Pre-Code Hollywood

The portrayal of seduction, sex and morality in 1933 Hollywood.

This paper explores the depiction of seduction, passion and female costuming in the Hollywood Production Code of the 1930 era. It suggests that although the code prohibited most sexy behavior from women, the studios continued to flaunt sex in their pictures. It also pinpoints many of the causes of the Production Code of 1934 administration, and discusses the history of the code from it’s beginnings in the 1920s to its end in the 1960s.

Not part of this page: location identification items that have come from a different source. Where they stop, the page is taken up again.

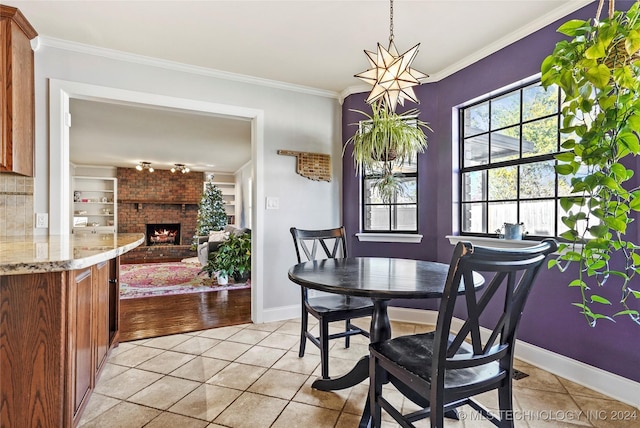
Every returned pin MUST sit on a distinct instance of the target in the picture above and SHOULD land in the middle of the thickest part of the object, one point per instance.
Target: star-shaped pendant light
(391, 74)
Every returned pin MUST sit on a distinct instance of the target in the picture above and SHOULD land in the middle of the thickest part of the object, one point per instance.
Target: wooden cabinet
(101, 315)
(80, 340)
(57, 329)
(16, 93)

The complete spectrum of vice, not sex alone, infested the films an epicurean spirit of enthusiastic indulgence in activities illegal, forbidden, and stimulating, meant that by 1930 Hollywood was in desperate need of regulation (Doherty 103). State and City censors passed legislation against certain films, beginning with Chicago in 1907, in response to public protests (Bernstein 1). Censorship boards were established to review and license moral and decent films; by 1922 six states had organized censorship boards (Jowett 25). Hollywood’s self-regulation policies functioned as a middle ground between the industry and their enemies, reform groups and state regulatory agencies (Jacobs 87). The result of self-regulation was the Production Code of 1930; a document loosely outlining the principles filmmakers should follow in order to produce moral films. Sklar writes, that the Code was written with “the precise aim of uniting religious morality with box-office necessity” (173). This document was based on the “Don’ts and Be Carefuls of 1927, an earlier attempt at influencing Hollywood to include less sex and violence in their features (Vasey 104). The Code was divided into two parts; one outlining the moral vision films should contain, and the other a precise listing of forbidden material (Doherty 7). The Production Code could not have arrived at a worse possible time for Hollywood. In 1930 the studios were still making money, despite the depression, but by 1932 theater attendance had dropped, dragging down the industry’s profits (Black 73). Their initial efforts were mainly motivated by a fear of a boycott during the worst years of the Depression, but once they realized what the audience wanted to see, they could no longer afford to censor potential box-office stars like Mae West (Cook 283).